Reviewed by Megan Smith.
This lovely piece of work is about the true stories of some incredible pioneer women who seized the opportunity to own their own piece of land during a time when this was almost unheard of for women. Marcia Meredith Hensley wrote this book after moving to Wyoming in the 1980s. She was taking a Western History class and read the book “Letters of a Women Homesteader” by Elinore Pruitt Stewart when she noticed a few differences between her college textbooks and these letters. She learned that Stewart was a single homesteader who had come out west with her daughter and was very appreciative of the land and the lifestyle, contrary to how pioneer women were perceived in her textbooks. This sparked an interest in Hensley and started her on a twenty year research project to write a book about women becoming landowners in the west, and the role played in western settlement by single women homesteaders. The twenty diligent years of research conducted by Hensley provides the book with incredibly detailed looks in to the intimate lives of women’s adventures and hardships as they fight to win social and financial independence in a world where many women still led their lives by a strict and restricted Victorian belief system. From stories of lemon pies that make your mouth water to a story about setting fence posts in the summer heat of Utah, Hensley’s book includes many stories that have never been told before by women who homesteaded alone on the western frontier. These fascinating stories are told by women in their own words and are able to break the ground for the truth about the strong, hardworking, and courageous pioneer women.

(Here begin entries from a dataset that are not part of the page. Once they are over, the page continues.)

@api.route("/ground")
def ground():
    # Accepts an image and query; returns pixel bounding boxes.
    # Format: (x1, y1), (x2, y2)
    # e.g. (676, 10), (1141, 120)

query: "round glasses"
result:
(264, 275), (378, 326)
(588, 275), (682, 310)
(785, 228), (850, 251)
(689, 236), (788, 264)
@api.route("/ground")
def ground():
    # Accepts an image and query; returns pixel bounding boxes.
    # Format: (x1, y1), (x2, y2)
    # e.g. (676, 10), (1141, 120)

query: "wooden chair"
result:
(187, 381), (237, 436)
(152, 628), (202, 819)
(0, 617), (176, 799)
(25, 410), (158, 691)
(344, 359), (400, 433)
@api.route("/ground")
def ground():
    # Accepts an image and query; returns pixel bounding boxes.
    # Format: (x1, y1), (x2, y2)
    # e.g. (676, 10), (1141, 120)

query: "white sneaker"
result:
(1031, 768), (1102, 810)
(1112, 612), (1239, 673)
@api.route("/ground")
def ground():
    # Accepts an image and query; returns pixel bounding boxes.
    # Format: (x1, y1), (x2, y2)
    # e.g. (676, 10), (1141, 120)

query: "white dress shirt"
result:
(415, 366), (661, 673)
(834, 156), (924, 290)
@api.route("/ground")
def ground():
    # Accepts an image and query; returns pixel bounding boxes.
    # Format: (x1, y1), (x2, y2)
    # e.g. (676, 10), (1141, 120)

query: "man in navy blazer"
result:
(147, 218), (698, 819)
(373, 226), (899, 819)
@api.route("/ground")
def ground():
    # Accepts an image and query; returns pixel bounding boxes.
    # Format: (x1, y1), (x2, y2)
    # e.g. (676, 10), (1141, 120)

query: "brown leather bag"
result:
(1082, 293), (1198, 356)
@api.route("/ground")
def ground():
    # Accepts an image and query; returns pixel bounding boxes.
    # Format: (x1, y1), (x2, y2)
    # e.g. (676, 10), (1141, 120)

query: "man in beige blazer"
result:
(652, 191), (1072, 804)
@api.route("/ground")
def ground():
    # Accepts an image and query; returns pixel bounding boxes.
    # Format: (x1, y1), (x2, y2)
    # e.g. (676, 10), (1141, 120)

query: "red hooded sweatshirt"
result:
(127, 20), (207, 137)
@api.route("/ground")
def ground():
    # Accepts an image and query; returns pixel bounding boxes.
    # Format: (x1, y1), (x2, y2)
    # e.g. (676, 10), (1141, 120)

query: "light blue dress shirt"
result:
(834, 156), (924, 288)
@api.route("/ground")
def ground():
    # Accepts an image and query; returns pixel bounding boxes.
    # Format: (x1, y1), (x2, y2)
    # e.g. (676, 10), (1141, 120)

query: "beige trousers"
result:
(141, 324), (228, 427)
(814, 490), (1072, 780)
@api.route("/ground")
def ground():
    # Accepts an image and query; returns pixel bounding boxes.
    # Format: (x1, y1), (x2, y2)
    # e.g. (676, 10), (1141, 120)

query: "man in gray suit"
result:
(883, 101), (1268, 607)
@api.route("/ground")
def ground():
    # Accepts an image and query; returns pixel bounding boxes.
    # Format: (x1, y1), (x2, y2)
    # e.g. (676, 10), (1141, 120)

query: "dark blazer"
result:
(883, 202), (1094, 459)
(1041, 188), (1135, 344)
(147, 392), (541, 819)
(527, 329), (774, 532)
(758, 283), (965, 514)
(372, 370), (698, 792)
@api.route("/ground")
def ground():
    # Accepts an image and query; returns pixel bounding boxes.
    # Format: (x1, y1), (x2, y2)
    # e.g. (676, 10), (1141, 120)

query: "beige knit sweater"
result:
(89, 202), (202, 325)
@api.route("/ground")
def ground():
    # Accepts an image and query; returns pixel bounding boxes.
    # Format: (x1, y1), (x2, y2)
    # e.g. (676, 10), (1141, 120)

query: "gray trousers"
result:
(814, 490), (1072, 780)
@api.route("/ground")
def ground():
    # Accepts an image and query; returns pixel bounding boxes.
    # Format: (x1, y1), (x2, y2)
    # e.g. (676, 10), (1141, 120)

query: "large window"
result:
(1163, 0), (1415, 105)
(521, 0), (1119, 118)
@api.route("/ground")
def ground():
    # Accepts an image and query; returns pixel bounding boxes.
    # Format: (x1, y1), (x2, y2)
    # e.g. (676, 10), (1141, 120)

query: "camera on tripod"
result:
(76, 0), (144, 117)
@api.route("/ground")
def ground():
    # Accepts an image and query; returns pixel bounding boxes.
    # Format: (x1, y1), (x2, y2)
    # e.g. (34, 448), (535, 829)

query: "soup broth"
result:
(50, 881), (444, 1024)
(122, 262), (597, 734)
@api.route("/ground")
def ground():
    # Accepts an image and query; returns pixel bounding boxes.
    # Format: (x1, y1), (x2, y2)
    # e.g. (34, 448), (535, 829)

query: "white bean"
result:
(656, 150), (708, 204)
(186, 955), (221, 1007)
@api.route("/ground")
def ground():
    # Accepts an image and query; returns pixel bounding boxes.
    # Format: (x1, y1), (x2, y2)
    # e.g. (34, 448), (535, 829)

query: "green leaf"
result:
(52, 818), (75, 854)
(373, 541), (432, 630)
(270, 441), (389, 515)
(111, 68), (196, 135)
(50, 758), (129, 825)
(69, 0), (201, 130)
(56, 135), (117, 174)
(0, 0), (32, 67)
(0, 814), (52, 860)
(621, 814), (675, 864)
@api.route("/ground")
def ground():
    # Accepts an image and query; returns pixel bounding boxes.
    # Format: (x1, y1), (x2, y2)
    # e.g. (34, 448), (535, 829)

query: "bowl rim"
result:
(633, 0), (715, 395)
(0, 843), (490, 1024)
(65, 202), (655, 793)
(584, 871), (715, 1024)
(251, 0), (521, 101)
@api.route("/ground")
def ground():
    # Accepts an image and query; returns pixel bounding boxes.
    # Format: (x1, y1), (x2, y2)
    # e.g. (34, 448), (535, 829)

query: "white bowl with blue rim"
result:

The main point of the book was to demonstrate why single women homesteaders were great role models of independence in their time. Hensley wanted readers to understand how, by staking their claims on land, these pioneer women were daring to take a chance on their lives to live off of the land and earn their freedom. Hensley proves this idea by telling the personal stories of many single women like Metta Loomis, who baked lemon pies as a cure for herself for the scorching summer heat in Montana. Or for example, and my favorite, a female physician with three adopted girls and only 75 cents to her name homesteading in my hometown of Carpenter, Wyoming.. These women were very tough and Hensley proves that by taking off the rose colored glasses of homesteading and tells these stories as they really were.
This book is intended to be read by women, and anyone who would like to learn about Wyoming history or what homesteading was like. I also believe that this book should be read by women or anyone who is looking for some inspiration and encouragement. In conclusion, this book makes an empowering and real statement about pioneer women.